As we examined yesterday, K-State used a punishing running game to beat Miami on Saturday. After his spot appearances last year, particularly the Texas game, nobody was questioning Collin Klein's running ability. But given his dearth of passing attempts, much less successful passes, there were plenty of questions about his passing ability.
Those questions were in particular focus going into last Saturday's game against the vaunted Miami pass defense. As has been well documented, the Hurricanes allowed only four completions to Ohio State the previous week, and I joked that Klein may not attempt four passes. Boy, was that wrong. Klein completed four passes on the first drive alone, and on K-State's second scoring drive of the day, Klein threw a 20-yard strike to Tyler Lockett for the true freshman's first career touchdown catch.

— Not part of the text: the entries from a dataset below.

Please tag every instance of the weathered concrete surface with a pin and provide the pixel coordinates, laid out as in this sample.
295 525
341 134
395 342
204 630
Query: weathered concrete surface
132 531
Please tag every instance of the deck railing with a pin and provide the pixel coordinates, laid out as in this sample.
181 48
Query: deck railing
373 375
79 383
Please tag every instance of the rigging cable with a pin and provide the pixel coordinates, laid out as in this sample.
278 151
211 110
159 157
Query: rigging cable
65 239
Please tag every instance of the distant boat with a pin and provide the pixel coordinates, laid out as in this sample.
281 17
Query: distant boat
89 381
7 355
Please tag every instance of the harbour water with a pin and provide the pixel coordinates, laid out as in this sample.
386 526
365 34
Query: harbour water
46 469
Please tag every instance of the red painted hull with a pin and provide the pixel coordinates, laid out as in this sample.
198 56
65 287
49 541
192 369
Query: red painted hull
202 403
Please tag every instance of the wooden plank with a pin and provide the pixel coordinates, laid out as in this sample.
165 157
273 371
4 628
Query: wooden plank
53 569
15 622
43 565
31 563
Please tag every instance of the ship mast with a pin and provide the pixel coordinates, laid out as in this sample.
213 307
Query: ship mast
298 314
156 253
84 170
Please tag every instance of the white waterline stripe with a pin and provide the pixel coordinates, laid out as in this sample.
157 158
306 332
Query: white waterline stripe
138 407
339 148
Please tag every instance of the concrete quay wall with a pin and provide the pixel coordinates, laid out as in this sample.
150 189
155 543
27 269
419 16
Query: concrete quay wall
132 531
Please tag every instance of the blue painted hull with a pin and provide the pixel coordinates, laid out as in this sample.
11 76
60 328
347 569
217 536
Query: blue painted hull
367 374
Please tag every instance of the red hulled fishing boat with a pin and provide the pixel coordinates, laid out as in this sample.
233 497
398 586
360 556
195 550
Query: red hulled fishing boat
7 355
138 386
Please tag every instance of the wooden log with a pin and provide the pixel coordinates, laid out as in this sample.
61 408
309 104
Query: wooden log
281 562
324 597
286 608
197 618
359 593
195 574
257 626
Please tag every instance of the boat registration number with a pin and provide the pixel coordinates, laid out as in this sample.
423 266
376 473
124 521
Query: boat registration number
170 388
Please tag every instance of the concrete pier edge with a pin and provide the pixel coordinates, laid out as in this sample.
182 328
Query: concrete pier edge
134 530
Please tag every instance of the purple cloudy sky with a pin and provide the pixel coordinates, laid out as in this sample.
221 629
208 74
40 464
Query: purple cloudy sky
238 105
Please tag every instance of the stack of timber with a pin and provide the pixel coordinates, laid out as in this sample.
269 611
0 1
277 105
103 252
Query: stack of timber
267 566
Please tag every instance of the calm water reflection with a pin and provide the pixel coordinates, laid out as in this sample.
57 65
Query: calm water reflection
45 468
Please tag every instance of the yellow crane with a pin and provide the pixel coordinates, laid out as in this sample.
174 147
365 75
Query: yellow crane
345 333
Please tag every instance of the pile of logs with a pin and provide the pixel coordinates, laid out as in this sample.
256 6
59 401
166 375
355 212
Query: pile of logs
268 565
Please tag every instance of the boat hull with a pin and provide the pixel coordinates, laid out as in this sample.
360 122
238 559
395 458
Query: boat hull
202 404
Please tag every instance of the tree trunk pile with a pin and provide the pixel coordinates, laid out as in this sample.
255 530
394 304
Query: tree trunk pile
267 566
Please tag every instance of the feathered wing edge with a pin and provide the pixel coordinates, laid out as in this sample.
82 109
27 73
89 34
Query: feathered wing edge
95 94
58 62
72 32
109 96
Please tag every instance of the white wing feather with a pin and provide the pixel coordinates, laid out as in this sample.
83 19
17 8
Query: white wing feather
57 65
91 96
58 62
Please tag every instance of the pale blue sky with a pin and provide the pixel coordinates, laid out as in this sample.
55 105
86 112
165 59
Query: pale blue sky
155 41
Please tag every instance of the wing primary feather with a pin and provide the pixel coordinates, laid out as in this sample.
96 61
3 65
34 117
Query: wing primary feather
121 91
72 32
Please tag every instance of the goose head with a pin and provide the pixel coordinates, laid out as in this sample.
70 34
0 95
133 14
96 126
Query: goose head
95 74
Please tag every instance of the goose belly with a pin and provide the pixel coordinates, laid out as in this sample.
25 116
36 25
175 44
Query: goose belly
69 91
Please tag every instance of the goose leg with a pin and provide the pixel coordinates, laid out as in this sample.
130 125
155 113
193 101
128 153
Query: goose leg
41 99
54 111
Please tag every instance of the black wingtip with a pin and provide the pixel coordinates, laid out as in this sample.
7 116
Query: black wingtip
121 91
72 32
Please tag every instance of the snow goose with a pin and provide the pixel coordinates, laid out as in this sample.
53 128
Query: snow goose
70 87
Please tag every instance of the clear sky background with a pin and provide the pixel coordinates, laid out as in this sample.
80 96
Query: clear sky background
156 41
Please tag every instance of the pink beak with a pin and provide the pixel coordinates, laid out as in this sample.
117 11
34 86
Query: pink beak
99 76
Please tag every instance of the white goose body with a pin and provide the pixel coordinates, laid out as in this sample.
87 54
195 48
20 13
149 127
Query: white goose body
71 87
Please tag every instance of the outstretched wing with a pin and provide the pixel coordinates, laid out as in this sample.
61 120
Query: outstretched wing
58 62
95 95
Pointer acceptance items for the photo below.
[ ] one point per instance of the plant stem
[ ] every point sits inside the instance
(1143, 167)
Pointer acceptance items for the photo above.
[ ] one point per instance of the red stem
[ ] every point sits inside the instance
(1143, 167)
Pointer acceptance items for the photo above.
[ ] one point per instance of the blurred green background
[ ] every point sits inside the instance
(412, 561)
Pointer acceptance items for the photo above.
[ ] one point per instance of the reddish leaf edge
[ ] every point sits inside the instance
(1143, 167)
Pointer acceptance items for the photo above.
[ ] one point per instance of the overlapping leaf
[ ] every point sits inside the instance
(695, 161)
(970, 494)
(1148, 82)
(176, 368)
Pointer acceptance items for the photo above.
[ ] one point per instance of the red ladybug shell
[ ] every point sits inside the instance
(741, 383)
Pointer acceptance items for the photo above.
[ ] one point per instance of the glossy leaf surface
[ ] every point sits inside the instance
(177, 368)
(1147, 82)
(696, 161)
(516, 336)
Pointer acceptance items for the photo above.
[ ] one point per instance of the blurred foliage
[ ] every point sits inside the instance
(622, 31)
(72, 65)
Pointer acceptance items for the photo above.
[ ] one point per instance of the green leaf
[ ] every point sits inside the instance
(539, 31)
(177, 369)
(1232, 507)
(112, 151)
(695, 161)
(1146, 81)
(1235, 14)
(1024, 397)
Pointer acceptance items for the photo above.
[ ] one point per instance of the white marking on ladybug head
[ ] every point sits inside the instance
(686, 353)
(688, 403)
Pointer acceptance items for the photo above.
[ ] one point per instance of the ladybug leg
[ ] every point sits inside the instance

The play came on a third down and 10 yards to go from the Miami 20 yard line. K-State lines up in 00 personnel, with five wide receivers. Miami is in nickel personnel, with only three down linemen (they'll drop eight players into coverage) and its near-side linebacker lined up on Lockett and safety help over the top.
Miami's middle linebacker is dropping to cover the middle of the field, but is at about the same depth as Lockett and running backward. Lockett will run a post pattern, so Klein reads that the middle linebacker is not deep enough to get to him. He also reads that the near-side linebacker will release Lockett to the middle, assuming safety help over the top. Which he has...
...but it's not close enough to make the play. In fact, the middle linebacker is the closest to breaking up the pass, but Klein floats it over his outstretched fingertips to Lockett's waiting arms, in between the two Miami safeties.
Is Collin Klein a future NFL quarterback, No, a thousand times, no. But that's not the point in K-State's offense. The Wildcats run the ball to set up play-action passing and look for soft spots to exploit in zone defenses, such as on this play. If Klein can make the correct reads 15-20 times per game, like he did on this play, K-State will be just fine on offense.